Castro Dopico Xaquin, Muschiol Sandra, Grinberg Nastasiya F, Aleman Soo, Sheward Daniel J, Hanke Leo, Ahl Marcus, Vikström Linnea, Forsell Mattias, Coquet Jonathan M, McInerney Gerald, Dillner Joakim, Bogdanovic Gordana, Murrell Ben, Albert Jan, Wallace Chris, Karlsson Hedestam Gunilla B
Department of Microbiology, Tumor and Cell Biology Karolinska Institutet Stockholm Sweden.
Department of Clinical Microbiology Karolinska University Hospital Stockholm Sweden.
Clin Transl Immunology. 2022 Mar 2;11(3):e1379. doi: 10.1002/cti2.1379. eCollection 2022.
Population-level measures of seropositivity are critical for understanding the epidemiology of an emerging pathogen, yet most antibody tests apply a strict cutoff for seropositivity that is not learnt in a data-driven manner, leading to uncertainty when classifying low-titer responses. To improve upon this, we evaluated cutoff-independent methods for their ability to assign likelihood of SARS-CoV-2 seropositivity to individual samples.
Using robust ELISAs based on SARS-CoV-2 spike (S) and the receptor-binding domain (RBD), we profiled antibody responses in a group of SARS-CoV-2 PCR+ individuals ( = 138). Using these data, we trained probabilistic learners to assign likelihood of seropositivity to test samples of unknown serostatus ( = 5100), identifying a support vector machines-linear discriminant analysis learner (SVM-LDA) suited for this purpose.

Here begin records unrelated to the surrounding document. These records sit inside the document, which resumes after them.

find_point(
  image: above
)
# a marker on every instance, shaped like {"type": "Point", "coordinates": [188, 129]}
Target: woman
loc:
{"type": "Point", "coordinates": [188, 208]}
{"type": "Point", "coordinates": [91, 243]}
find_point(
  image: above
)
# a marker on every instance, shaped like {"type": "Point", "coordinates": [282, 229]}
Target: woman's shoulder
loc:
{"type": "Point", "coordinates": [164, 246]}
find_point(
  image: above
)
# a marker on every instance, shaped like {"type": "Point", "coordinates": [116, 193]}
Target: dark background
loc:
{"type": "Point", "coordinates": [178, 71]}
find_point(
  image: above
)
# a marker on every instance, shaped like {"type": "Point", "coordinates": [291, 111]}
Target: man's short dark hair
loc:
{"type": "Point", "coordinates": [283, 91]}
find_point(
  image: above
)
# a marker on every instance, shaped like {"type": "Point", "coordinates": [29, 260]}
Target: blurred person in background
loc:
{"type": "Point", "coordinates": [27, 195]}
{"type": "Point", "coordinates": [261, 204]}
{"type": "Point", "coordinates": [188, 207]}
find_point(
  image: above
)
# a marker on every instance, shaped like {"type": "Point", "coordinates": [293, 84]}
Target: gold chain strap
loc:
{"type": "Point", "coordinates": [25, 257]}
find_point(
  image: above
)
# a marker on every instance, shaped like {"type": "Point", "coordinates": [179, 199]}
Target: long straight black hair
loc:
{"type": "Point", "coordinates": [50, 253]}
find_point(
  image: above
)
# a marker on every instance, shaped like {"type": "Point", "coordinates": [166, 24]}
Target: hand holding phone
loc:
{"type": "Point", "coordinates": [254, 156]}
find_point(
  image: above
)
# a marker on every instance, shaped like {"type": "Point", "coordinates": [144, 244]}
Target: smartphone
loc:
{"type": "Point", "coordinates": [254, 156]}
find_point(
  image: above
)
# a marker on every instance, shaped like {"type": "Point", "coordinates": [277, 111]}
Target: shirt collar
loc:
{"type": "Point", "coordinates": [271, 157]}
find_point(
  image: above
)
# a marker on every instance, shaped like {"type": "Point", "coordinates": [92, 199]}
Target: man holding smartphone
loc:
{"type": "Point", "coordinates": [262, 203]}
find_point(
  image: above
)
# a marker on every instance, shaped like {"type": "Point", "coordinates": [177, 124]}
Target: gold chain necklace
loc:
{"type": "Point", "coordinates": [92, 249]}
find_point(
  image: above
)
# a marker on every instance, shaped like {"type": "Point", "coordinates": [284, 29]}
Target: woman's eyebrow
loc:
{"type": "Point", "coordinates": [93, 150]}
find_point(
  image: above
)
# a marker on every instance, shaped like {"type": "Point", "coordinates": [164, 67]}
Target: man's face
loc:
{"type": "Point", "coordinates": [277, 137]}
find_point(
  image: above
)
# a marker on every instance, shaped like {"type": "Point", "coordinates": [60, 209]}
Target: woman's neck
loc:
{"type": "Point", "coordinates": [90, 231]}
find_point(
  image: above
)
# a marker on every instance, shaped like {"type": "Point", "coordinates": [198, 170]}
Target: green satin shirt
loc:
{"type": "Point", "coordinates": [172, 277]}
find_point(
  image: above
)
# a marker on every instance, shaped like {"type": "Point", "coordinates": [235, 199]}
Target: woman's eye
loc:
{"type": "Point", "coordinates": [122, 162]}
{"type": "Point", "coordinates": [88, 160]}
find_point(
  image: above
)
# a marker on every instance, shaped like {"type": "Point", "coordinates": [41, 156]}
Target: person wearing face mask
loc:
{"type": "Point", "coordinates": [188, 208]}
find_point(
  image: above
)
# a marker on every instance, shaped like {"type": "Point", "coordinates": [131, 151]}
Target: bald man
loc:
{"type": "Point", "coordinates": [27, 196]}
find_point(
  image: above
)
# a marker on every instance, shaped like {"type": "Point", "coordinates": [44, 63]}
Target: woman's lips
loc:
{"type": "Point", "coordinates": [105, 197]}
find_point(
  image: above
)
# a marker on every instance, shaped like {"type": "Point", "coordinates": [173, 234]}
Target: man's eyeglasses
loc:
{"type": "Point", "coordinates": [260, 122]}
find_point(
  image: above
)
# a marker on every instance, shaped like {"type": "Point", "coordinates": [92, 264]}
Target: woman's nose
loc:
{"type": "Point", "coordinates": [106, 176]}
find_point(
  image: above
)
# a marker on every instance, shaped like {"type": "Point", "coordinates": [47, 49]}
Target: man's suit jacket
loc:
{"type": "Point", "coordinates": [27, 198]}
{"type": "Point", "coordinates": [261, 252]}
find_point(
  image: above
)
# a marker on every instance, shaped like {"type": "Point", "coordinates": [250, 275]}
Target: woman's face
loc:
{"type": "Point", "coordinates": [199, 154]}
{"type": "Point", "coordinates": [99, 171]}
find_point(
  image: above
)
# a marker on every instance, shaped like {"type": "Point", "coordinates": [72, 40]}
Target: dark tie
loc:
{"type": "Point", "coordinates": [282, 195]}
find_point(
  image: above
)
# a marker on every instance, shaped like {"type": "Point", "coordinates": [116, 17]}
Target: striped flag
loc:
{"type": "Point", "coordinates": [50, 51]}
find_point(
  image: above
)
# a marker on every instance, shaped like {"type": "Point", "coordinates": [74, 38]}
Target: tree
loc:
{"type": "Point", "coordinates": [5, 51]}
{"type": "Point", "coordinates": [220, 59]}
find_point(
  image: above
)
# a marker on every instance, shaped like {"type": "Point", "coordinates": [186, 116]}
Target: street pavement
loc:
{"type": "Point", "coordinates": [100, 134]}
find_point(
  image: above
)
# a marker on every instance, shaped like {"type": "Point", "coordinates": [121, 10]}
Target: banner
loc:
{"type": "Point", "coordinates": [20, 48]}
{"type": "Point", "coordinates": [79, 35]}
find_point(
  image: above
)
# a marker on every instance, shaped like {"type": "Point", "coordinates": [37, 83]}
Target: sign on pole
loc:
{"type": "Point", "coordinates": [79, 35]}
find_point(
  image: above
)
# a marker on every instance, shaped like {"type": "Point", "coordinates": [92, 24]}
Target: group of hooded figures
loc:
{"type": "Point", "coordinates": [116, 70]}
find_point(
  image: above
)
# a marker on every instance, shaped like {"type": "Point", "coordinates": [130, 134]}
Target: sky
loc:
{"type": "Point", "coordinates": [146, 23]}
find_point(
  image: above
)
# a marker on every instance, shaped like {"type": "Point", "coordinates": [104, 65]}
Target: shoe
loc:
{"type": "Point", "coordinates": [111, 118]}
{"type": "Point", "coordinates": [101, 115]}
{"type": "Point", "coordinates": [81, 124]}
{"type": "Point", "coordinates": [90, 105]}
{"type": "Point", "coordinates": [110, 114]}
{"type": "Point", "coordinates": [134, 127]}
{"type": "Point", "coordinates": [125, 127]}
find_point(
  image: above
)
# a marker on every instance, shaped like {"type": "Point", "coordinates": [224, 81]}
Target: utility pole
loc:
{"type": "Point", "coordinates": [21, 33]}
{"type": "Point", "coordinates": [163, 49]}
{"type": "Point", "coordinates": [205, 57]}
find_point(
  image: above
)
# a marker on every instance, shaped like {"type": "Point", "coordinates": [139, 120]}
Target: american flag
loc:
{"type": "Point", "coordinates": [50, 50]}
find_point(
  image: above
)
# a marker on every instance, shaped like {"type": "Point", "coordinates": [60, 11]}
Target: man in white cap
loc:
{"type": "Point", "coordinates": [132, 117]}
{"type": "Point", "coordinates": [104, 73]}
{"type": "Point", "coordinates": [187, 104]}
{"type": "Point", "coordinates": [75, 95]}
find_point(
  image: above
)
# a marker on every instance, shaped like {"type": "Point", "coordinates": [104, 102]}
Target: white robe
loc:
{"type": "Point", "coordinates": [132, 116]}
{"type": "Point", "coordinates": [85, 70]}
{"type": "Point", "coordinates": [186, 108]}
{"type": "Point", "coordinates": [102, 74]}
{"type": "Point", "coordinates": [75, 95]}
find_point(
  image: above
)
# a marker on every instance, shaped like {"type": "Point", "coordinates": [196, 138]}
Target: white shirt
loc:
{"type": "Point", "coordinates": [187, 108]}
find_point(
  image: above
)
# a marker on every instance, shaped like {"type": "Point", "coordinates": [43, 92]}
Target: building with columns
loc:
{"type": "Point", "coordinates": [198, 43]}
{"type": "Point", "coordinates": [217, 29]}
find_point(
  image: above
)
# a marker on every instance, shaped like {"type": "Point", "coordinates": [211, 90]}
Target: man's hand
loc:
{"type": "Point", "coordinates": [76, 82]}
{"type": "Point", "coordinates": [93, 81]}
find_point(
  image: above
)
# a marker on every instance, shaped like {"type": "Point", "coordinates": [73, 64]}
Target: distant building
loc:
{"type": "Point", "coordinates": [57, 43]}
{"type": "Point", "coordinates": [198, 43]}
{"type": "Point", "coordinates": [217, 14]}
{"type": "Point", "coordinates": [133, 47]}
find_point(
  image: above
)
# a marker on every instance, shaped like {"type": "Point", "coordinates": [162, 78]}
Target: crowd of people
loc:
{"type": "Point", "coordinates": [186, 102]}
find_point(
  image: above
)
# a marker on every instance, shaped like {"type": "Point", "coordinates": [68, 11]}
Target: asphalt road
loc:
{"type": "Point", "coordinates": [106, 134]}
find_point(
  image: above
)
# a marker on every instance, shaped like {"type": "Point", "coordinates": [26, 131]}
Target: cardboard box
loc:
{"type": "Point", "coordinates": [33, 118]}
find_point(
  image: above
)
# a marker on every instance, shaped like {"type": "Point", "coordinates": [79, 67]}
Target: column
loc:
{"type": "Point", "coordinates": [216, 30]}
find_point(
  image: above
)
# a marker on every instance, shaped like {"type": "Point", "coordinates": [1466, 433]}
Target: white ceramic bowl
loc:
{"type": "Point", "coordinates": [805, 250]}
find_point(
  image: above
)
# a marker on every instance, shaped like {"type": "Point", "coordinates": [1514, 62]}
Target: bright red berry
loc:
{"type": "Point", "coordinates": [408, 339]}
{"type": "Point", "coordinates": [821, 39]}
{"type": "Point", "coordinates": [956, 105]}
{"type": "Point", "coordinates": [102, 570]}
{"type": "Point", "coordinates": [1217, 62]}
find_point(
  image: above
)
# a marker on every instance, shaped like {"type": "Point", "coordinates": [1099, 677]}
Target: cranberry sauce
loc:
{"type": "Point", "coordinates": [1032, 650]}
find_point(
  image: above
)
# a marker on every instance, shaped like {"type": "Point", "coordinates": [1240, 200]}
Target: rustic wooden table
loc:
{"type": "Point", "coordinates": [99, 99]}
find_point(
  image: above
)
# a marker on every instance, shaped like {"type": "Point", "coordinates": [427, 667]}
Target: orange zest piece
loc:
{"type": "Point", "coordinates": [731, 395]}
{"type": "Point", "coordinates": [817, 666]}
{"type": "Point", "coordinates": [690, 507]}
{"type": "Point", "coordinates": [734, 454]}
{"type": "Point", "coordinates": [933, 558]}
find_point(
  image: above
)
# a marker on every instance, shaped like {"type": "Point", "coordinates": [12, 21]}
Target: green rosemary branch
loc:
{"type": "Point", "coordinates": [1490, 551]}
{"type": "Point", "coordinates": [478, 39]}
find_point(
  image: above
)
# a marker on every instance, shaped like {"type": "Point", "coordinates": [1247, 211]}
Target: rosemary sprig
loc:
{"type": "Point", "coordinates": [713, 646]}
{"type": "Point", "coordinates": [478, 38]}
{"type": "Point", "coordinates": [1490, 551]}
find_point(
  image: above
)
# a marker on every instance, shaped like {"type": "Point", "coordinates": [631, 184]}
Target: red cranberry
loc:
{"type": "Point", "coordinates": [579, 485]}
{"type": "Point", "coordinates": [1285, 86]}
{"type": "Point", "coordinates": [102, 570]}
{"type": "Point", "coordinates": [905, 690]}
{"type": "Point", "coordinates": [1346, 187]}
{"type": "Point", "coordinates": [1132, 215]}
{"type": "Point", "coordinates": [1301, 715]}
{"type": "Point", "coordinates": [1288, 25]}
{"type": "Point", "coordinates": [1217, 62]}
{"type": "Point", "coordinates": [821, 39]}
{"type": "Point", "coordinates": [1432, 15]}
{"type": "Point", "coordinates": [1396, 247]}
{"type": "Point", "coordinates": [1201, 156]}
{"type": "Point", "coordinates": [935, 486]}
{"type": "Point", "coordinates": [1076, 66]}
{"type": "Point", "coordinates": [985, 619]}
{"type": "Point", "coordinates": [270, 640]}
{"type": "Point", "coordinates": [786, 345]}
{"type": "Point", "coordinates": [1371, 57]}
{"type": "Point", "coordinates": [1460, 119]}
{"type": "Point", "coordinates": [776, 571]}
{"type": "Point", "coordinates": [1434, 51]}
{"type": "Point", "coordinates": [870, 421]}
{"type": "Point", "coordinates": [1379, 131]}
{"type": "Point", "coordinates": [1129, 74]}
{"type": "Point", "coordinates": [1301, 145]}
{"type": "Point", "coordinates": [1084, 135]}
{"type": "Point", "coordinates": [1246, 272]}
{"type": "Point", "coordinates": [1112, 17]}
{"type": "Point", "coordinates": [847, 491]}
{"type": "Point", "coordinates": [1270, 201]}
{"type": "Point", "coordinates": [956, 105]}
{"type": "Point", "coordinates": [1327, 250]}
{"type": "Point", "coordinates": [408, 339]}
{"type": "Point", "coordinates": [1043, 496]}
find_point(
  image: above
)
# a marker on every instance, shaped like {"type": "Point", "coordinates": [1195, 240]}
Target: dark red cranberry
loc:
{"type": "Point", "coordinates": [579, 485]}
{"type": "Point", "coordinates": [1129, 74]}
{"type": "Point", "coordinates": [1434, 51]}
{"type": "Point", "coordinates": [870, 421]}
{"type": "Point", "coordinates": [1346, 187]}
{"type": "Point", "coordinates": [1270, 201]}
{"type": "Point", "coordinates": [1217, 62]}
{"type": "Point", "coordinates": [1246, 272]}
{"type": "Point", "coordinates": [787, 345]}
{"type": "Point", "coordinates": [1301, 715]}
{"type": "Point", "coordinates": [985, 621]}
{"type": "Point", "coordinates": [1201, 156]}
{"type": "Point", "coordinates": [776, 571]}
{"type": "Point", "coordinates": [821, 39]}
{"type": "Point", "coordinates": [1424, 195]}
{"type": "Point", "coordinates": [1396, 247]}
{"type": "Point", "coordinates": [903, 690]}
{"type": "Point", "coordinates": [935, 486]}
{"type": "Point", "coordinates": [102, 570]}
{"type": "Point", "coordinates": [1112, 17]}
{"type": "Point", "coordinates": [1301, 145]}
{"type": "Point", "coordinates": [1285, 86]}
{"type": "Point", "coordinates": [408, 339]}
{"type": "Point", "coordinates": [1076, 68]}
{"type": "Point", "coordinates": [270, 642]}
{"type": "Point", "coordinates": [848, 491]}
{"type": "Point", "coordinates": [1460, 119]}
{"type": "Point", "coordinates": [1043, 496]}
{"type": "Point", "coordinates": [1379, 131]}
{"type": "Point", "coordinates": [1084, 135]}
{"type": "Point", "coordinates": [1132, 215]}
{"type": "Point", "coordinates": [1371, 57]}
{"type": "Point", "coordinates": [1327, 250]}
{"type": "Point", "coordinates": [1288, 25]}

In the training data from confirmed ancestral SARS-CoV-2 infections, 99% of participants had detectable anti-S and -RBD IgG in the circulation, with titers differing > 1000-fold between persons. In data of otherwise healthy individuals, 7.2% (367) of samples were of uncertain serostatus, with values in the range of 3-6SD from the mean of pre-pandemic negative controls ( = 595). In contrast, SVM-LDA classified 6.4% ( = 328) of test samples as having a high likelihood (> 99% chance) of past infection, 4.5% ( = 230) to have a 50-99% likelihood, and 4.0% ( = 203) to have a 10-49% likelihood. As different probabilistic approaches were more consistent with each other than conventional SD-based methods, such tools allow for more statistically-sound seropositivity estimates in large cohorts.
Probabilistic antibody testing frameworks can improve seropositivity estimates in populations with large titer variability.
群体水平的血清阳性率测量对于理解新出现病原体的流行病学至关重要,但大多数抗体检测对血清阳性采用严格的临界值,且该临界值并非通过数据驱动的方式得出,这导致在对低滴度反应进行分类时存在不确定性。为改善这一情况,我们评估了与临界值无关的方法,以确定其为个体样本赋予SARS-CoV-2血清阳性可能性的能力。
使用基于SARS-CoV-2刺突蛋白(S)和受体结合域(RBD)的稳健酶联免疫吸附测定(ELISA),我们对一组SARS-CoV-2聚合酶链反应阳性个体(n = 138)的抗体反应进行了分析。利用这些数据,我们训练概率学习器,为血清状态未知的检测样本(n = 5100)赋予血清阳性可能性,确定了一种适用于此目的的支持向量机-线性判别分析学习器(SVM-LDA)。
在确诊的原始SARS-CoV-2感染的训练数据中,99%的参与者循环中可检测到抗S和抗RBD IgG,个体之间的滴度差异超过1000倍。在其他方面健康个体的数据中,7.2%(367)的样本血清状态不确定,其值在大流行前阴性对照均值的3 - 6个标准差范围内(n = 595)。相比之下,SVM-LDA将6.4%(n = 328)的检测样本分类为过去感染可能性高(> 99%概率),4.5%(n = 230)的样本可能性为50 - 99%,4.0%(n = 203)的样本可能性为10 - 49%。由于不同的概率方法彼此之间比传统的基于标准差的方法更一致,此类工具能够在大型队列中进行更具统计学依据的血清阳性率估计。
概率性抗体检测框架可改善滴度变异性大的人群中的血清阳性率估计。